My current job isn’t easy, but it’s relatively unstressful (most of the time) for a legal job, because I don’t have to deal with opposing counsels or appear in court all that often. I get to work from home twice a week, which is nice, because I am usually pretty wiped out by the time I get home on the days I don’t.
To chase what I’m missing, I’d have to give up a routine that is working. The other routine would require a longer commute, the stress of opposing counsels, and more hearings. I would like it, but it might burn out my candle faster. And it’s probably a pay cut, when God only knows (literally) how much longer I’ll be able to work at all.
Like I said, making a change is risky.
I don’t really like risks. But I also can’t imagine a world where living safely gets me to the dream I’ve had for 15 years. It occurs to me that not taking risks can be pretty costly too.
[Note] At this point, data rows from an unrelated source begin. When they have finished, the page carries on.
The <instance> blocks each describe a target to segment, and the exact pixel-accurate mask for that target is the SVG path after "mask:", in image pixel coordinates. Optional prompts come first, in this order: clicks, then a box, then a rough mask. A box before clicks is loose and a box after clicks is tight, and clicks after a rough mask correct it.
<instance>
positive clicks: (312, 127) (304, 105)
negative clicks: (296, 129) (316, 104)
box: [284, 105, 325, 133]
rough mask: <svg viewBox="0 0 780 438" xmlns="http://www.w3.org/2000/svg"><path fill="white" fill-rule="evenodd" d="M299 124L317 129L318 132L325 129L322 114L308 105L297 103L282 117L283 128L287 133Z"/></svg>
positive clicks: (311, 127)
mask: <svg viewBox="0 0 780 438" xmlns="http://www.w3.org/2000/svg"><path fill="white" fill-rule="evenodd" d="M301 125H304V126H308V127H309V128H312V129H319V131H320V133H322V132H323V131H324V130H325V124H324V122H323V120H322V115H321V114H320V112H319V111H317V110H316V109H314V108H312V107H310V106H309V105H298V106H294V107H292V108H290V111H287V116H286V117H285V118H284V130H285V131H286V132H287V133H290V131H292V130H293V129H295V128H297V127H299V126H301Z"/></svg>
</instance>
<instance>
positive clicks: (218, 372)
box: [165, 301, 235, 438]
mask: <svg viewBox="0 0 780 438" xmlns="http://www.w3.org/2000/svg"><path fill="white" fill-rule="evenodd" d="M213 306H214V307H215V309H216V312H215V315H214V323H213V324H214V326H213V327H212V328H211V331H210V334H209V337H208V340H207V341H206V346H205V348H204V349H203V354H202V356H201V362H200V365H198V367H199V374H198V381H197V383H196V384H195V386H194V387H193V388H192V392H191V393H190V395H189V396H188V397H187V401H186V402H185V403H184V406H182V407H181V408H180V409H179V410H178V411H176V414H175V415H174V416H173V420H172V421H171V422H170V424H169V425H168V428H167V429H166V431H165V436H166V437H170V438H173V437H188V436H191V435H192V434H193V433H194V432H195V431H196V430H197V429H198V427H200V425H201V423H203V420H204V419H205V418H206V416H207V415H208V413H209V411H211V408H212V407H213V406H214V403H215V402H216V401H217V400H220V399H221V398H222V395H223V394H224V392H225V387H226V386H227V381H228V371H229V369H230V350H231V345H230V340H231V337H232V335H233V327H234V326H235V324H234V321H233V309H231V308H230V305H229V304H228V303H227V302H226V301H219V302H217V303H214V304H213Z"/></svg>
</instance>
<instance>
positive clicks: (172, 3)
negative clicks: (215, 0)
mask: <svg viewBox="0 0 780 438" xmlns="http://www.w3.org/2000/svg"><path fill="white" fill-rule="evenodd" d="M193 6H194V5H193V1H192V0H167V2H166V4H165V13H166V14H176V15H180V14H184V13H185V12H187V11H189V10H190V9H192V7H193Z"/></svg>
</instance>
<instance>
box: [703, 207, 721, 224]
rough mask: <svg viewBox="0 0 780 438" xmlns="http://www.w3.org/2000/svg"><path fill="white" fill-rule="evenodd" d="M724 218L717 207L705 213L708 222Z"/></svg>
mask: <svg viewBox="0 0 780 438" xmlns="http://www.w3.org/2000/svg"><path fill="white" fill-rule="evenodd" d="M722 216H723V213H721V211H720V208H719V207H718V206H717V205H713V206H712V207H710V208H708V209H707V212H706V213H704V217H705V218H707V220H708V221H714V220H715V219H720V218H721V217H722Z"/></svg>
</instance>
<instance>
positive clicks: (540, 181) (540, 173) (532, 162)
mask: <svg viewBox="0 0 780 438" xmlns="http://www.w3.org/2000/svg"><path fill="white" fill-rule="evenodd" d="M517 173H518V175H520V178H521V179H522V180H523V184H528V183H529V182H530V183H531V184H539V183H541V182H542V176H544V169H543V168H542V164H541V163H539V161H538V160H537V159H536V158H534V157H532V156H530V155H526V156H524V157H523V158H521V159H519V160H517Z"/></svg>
I haven’t decided what I’m going to do yet. Maybe I should be thankful for my current financial comfort and stability, and be grateful for what I have. Maybe that should be enough, and I should store up my dreaming for whatever energy I have left after hours and just get back to my other dream of writing that book. Maybe otherwise I’d miss a good thing given up in pursuit of a pipe dream that didn’t work out.
Maybe I won’t know what I have until it’s gone.
Or maybe I shouldn’t rely on old proverbs like that, because there’s one to justify every decision. One
says “better safe than sorry,” while another says “Carpe Diem.” For every “You only live once,” there’s “a bird in hand.” For every “live your dream,” there’s a “don’t push your luck.” We should reach for the stars, we should keep our feet on the ground. The grass isn’t always greener.
The English language has too many clichés.
I have no idea which one wins when they all conflict. Maybe I should make a list of as many of them as I can think of and choose based on which side has the most.
It’s a confusing moment, but it’s nice to feel well enough to potentially have the choice. That wasn’t a given, and I’m so incredibly thankful for every moment when I can do the things I used to take for
granted.
I hope the decision gets clearer as time goes on. And until then, for once again being well enough to
dream, I count my blessings.
And that’s a cliché I can get behind.